The report identified key factors that point to success, should the redevelopment and subsequent addition of passenger service be permitted at the County airport, including gate constraints at Hartsfield International, potential ease of use and navigation of a smaller facility, convenience and increased competition in the Atlanta market providing travelers with more options, according to a press release by Angela Reba, spokeswoman for Propeller Airports.
Propeller Airports was the only entity to respond to the county's Request For Proposals back in February. The RFP was issued in December after much discussion by commissioners and public discourse that still continues.
However, before the RFP process began, Propeller had said that it wanted to begin commercial passenger flights at the county-owned airport.
Specific findings in the report include:
The more gate-constrained Atlanta Hartsfield-Jackson becomes, the more it limits competition and ease of use for local passengers.
The capacity constraints of Atlanta will drive the future success of airports within a 500 mile radius of metro Atlanta.
Local travelers will utilize an airport that is closer, significantly less congested, easy and quick to navigate and offers choice.
Secondary airports probably have a better long term potential if major airports in the region become gate-constrained.
“Our experience in Boston showed that when secondary airports offer viable alternative service, economic development increases across the whole region,” said Thomas Kinton, President of Kinton and former head of Massport – which oversees three airports including Boston Logan as well as over a dozen critical transportation entities -- in a May 17 press release.

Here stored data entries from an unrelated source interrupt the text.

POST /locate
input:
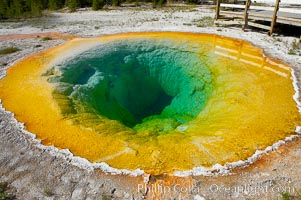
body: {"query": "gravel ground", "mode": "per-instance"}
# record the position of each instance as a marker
(36, 173)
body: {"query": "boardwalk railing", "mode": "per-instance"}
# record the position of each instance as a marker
(249, 15)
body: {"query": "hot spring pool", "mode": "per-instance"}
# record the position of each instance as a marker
(161, 102)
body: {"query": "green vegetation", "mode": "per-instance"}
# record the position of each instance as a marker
(8, 50)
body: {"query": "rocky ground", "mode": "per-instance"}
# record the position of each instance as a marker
(36, 173)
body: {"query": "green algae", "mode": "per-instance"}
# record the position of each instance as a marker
(144, 84)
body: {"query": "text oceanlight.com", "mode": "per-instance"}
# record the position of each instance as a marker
(249, 189)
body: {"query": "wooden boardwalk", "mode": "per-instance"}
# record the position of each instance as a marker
(248, 15)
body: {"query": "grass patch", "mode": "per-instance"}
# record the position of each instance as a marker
(47, 192)
(294, 48)
(4, 195)
(9, 50)
(46, 38)
(286, 196)
(205, 22)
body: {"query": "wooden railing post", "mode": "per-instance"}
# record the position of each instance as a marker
(246, 14)
(274, 19)
(218, 6)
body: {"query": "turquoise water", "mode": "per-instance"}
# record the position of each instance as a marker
(136, 82)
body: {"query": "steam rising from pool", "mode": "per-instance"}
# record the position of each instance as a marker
(135, 82)
(161, 102)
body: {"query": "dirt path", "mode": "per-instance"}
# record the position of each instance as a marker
(52, 35)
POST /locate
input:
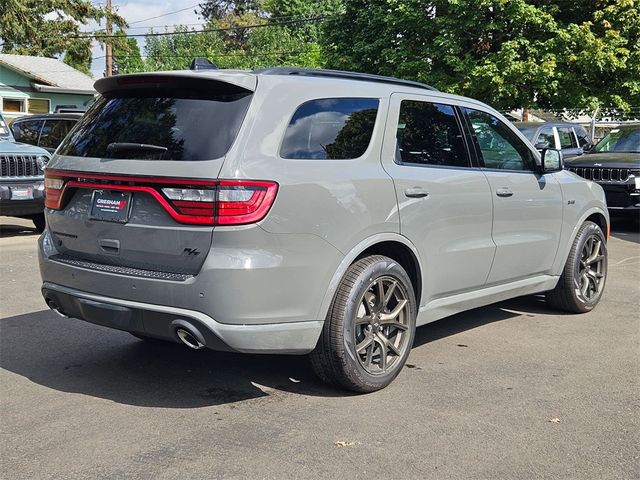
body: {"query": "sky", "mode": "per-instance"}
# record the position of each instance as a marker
(136, 10)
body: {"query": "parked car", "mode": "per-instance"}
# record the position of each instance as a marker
(21, 178)
(46, 131)
(614, 163)
(307, 211)
(571, 138)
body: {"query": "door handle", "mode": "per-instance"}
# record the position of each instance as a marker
(416, 192)
(504, 192)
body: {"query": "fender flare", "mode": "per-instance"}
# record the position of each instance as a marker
(561, 257)
(352, 255)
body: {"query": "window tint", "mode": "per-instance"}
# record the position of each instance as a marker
(332, 128)
(54, 132)
(429, 134)
(159, 124)
(27, 131)
(500, 147)
(567, 140)
(546, 137)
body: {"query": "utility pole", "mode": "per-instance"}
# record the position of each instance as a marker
(108, 49)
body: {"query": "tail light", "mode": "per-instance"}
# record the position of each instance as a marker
(197, 202)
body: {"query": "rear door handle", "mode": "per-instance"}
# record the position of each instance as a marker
(416, 192)
(504, 192)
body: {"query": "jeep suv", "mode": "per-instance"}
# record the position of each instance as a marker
(21, 178)
(307, 211)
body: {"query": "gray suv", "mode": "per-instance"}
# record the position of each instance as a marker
(307, 211)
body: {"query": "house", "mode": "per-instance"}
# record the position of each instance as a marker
(37, 85)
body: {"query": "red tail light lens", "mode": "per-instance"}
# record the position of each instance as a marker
(198, 202)
(53, 190)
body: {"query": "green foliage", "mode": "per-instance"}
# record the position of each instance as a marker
(50, 28)
(510, 53)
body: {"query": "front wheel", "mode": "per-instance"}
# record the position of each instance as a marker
(582, 281)
(370, 327)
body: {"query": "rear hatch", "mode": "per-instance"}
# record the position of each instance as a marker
(132, 188)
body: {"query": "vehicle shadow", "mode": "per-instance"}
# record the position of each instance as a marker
(14, 230)
(69, 355)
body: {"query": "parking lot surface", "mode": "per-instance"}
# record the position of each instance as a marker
(513, 390)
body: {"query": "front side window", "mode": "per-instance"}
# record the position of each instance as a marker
(500, 147)
(27, 131)
(330, 128)
(429, 134)
(567, 140)
(546, 138)
(620, 140)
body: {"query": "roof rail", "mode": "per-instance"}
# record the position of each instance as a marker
(318, 72)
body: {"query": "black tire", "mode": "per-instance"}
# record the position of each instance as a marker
(569, 295)
(335, 359)
(39, 222)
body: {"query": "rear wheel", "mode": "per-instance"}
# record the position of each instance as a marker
(582, 281)
(370, 327)
(39, 222)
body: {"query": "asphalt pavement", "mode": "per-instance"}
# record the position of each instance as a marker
(513, 390)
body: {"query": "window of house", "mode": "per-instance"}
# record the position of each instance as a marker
(12, 105)
(39, 105)
(567, 139)
(330, 128)
(499, 145)
(429, 134)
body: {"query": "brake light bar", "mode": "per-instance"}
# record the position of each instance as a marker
(196, 202)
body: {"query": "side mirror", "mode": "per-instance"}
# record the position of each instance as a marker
(551, 160)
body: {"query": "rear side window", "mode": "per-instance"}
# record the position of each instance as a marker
(159, 124)
(27, 131)
(330, 128)
(429, 134)
(567, 139)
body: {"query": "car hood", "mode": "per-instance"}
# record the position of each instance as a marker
(15, 148)
(607, 160)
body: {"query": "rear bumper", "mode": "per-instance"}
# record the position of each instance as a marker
(160, 321)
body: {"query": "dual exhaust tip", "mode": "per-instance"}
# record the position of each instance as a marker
(184, 331)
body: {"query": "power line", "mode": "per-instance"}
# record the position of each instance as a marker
(165, 14)
(98, 36)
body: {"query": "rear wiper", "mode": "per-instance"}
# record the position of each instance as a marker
(120, 146)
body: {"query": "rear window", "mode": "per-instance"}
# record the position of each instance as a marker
(172, 124)
(331, 128)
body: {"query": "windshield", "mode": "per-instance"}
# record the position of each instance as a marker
(626, 139)
(5, 133)
(157, 124)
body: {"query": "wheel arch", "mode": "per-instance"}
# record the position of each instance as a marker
(391, 245)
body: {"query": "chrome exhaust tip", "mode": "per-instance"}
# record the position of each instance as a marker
(56, 308)
(189, 338)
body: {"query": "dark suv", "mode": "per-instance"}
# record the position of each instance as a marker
(614, 163)
(571, 138)
(46, 131)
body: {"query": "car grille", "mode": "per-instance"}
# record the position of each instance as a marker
(19, 166)
(602, 174)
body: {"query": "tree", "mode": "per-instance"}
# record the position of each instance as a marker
(511, 54)
(126, 55)
(50, 28)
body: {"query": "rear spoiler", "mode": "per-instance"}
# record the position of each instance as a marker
(204, 79)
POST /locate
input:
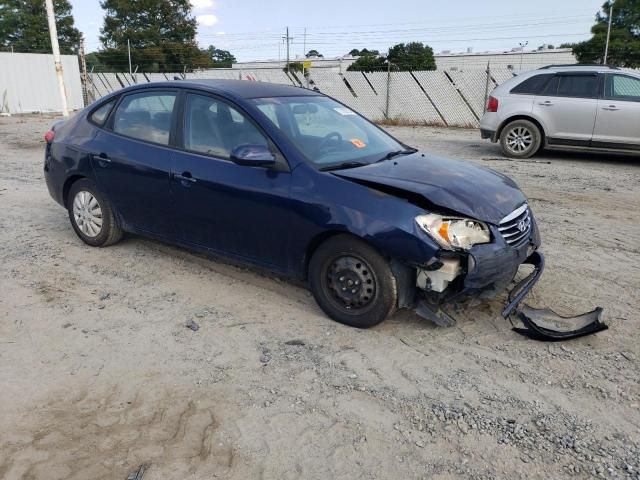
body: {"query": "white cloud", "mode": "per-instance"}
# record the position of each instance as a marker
(207, 20)
(202, 4)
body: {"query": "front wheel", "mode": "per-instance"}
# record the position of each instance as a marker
(91, 215)
(352, 282)
(520, 139)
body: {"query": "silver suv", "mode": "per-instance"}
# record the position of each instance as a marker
(565, 107)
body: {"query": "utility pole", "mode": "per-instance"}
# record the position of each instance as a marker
(304, 50)
(129, 51)
(53, 33)
(288, 40)
(522, 45)
(85, 77)
(606, 46)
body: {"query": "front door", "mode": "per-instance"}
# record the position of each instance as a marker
(618, 120)
(567, 108)
(132, 160)
(238, 210)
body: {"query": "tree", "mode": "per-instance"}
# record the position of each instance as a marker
(624, 44)
(220, 58)
(412, 56)
(24, 26)
(368, 61)
(161, 33)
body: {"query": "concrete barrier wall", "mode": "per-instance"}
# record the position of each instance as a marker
(28, 83)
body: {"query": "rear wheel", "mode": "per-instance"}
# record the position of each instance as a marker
(352, 282)
(91, 215)
(520, 139)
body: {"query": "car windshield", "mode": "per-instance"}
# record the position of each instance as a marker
(329, 134)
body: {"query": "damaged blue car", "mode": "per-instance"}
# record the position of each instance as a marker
(293, 181)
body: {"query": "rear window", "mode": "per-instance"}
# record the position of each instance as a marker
(533, 85)
(579, 86)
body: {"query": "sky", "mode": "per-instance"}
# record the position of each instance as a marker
(253, 29)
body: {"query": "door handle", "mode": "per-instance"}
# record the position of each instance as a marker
(102, 158)
(184, 177)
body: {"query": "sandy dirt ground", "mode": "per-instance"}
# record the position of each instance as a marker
(99, 375)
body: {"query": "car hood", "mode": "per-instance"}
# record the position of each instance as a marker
(463, 187)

“With airlines flying in and out of Providence and Manchester Boston, the greater Boston area saw more destinations served with direct flights, competitive pricing and an ease in congestion. We believe the same thing would happen in Atlanta, which would be great for area residents.”
Brett Smith, CEO of Propeller Airports, agreed with the sentiment.
“Redeveloping Briscoe Field will improve the travel experience for metro area residents and create a significant amount of local jobs,” said Smith. “People deserve to finally have another choice; Atlanta is the only major top 10 metropolitan area in the United States without a secondary airport.
The fact that the region only has one option negatively impacts Atlanta’s economic competitiveness and its standing as a world class city.”
Proponents of privatization -- which would not necessarily mean commercial flights -- see it as a way to improve the airport's economic performance and to reinvigorate the county's economy. Most of the vocal opposition comes from residents who live near the airport and are concerned about flight noise and declining property values.
Earlier this month, the Airport Privatization Citizen Review Committee, which was set up by the Gwinnett County Board of Commissioners to study the feasibilty of allowing a private company to run the county-owned facility, voted 6-0 (with five committee members abstaining) to keep the facility as a general aviation airport.